If she’s in a good mood our day is fine but I’m constantly on top toe, like I was in my marriage.
She probably senses some of this. Your hesitance in calling her out, small body language cues that denote a person who has been bullied previously. For some people, that;s like blood to a shark.
So you need to stop hoping she'll be in a good mood, & start putting her back in her place. Which is a professional colleague who needs to start acting like one.
This will help - give yourself a present & order a copy - www.amazon.co.uk/Woman-Your-Own-Right-Assertiveness/dp/0704334208
You need a couple of go-to phrases for when she next Smart-Alecs or finds fault.
"Monica - I've been giving you the benefit of the doubt as you lack experience - but your attitude hasn't improved so I'm going to have to ask you to observe basic professional courtesies in the workplace. I need you to stop doing XYZ & stop saying things like ABC. I hope I don't have to raise this with you again. Now - are those invoices ready, or do you need to blah blah subject change"
"Monica, it's rude to speak to colleagues in that manner. You need to stop doing it before it gets you in bother." blah blah subject change
"Monica, if you keep giving out with that attitude, people are going to resent you & start complaining to seniors.

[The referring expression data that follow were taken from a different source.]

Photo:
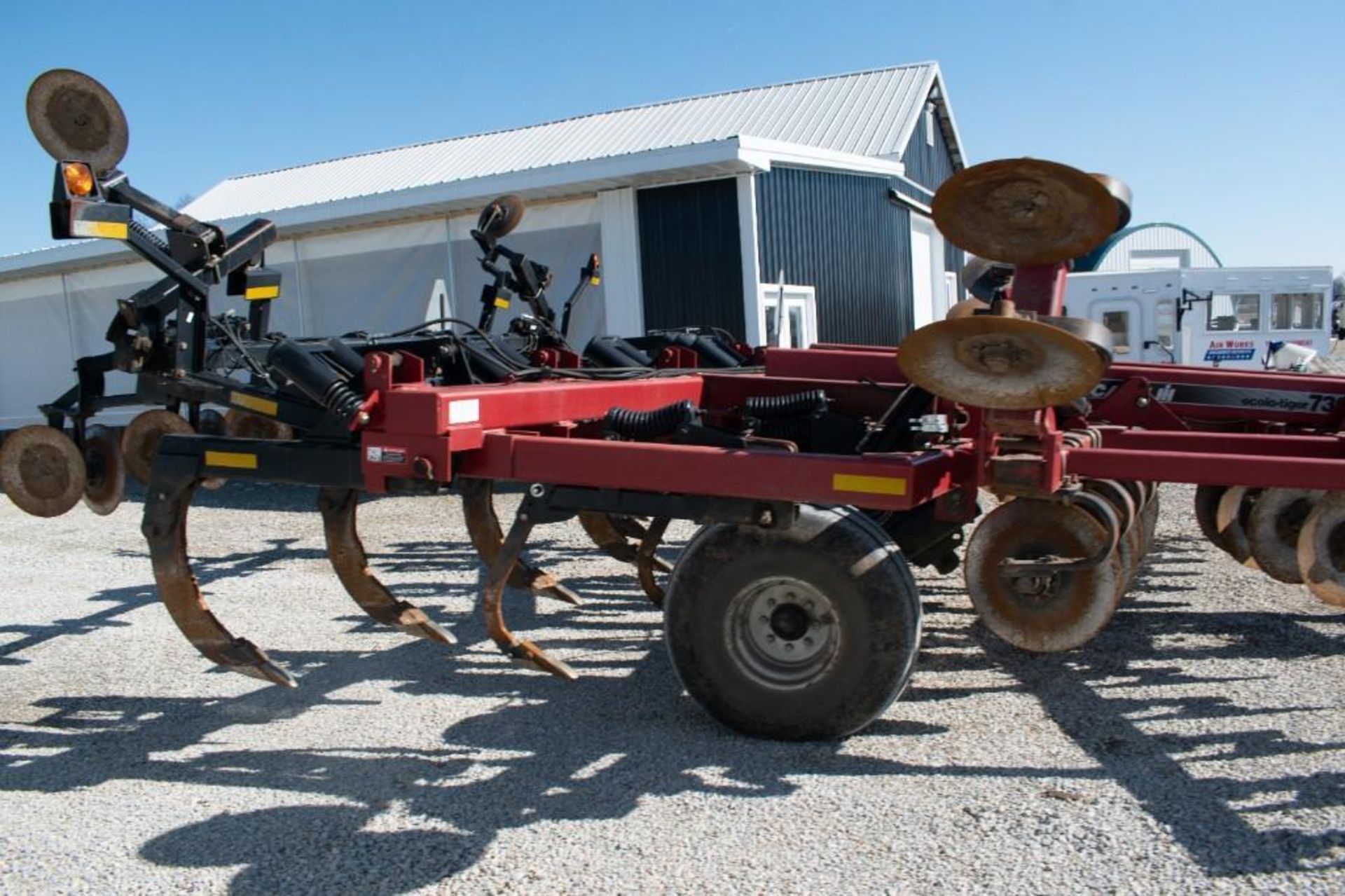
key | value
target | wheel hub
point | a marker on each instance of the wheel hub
(783, 631)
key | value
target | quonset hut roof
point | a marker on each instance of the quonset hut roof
(867, 113)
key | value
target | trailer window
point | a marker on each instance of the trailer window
(1239, 311)
(1118, 322)
(1297, 311)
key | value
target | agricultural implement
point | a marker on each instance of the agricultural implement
(815, 476)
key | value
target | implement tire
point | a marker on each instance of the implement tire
(807, 633)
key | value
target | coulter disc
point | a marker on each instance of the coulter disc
(1207, 511)
(1235, 507)
(140, 441)
(77, 118)
(1274, 526)
(1026, 212)
(1321, 549)
(42, 471)
(1042, 612)
(106, 471)
(1004, 364)
(240, 424)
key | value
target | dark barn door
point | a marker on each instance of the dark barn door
(690, 259)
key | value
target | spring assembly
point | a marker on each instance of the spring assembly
(796, 429)
(650, 424)
(798, 404)
(149, 236)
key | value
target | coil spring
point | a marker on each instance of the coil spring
(342, 401)
(796, 429)
(147, 235)
(650, 424)
(798, 404)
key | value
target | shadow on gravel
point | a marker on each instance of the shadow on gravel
(394, 818)
(1157, 643)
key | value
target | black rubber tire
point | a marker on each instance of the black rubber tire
(1207, 511)
(876, 611)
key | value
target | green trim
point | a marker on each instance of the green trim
(1094, 259)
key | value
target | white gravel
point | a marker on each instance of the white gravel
(1197, 744)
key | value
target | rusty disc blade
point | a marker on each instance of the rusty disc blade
(42, 471)
(1026, 212)
(241, 424)
(140, 441)
(1273, 529)
(1042, 614)
(106, 471)
(1321, 549)
(77, 118)
(1235, 507)
(1004, 364)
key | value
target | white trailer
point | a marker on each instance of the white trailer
(1216, 317)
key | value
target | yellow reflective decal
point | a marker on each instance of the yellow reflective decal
(232, 459)
(252, 403)
(104, 229)
(869, 485)
(257, 294)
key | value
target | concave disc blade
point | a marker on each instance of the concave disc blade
(1004, 364)
(1026, 212)
(77, 118)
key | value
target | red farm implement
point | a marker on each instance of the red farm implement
(817, 476)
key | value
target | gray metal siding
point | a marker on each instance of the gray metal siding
(690, 256)
(845, 237)
(928, 166)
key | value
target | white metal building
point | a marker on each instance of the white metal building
(1153, 247)
(373, 241)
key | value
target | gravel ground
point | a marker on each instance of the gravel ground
(1197, 744)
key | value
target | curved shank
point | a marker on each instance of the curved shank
(347, 556)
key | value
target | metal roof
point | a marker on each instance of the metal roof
(867, 113)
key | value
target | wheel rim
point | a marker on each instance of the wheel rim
(783, 631)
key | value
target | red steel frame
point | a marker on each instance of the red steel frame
(1282, 435)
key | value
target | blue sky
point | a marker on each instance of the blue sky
(1222, 116)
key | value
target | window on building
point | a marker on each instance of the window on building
(1239, 311)
(1295, 311)
(1165, 322)
(1118, 322)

I'll let it go this time, but don't speak to me - or any colleagues or clients - like that again, ok?" blah blah subject change
The subject change is important because it draws a firm line under the conversation & indicates that you are not interested in debate - just in getting heard. So if she pushes back - "Your attitude is increasingly unprofessional. I am doing you the favour of allowing you to improve it, instead of raising a complaint. You might prefer to take that favour than to keep back-chatting."
Remember - you have 30 years on this young woman. Your experience counts, your right to professional courtesy counts, & your maturity can act FOR you when you cultivate an attitude of - effectively - (never say this bit out loud!) "you silly little bitch, you are shooting yourself in the foot here & have picked the wrong woman to bully."
Also - of you do need to speak to her along the lines of the above suggestions - tell your boss you have done so. An immediate email would be your best bet, to cover your arse (& ensure you get in first).
Keep it as simple as possible, but something like -
"Hi Boss
No action required but want to give you a quick heads up.
I've taken the opportunity to correct Monica about her attitude today. This has been a small but ongoing issue for a while, which I put down to relative inexperience, hoping she would settle in & pick up on our usual culture.
However, her rude remarks have ramped up to the point where I'm concerned that she might have the same attitude toward others, including clients & suppliers, so I have asked her to stop making them, & advised her that she needs to address everyone with professional courtesy.
Am hoping that will give us the required result & you won't need to engage. Happy to give you a quick verbal overview when convenient so you are in the loop - but with luck we will see improvements & you need not get involved.
Kind regards
Spice."
Note the pronouns - where I use "WE".
This sets you apart as the co-senior (rank not important - experience & age is) who is working WITH her boss to prevent problems.
Rather than the complaining old harridan this young woman will paint you as if you let her get in to your boss first ... 
It's a lot to think about if you are a naturally diffident person. But your only other choice is to tolerate it, & that will grind your self-esteem so low that she'll end up running rings round you. So take your time - maybe read the Dickenson book, & have some role-play practice with a trusty friend before tackling this rude young woman?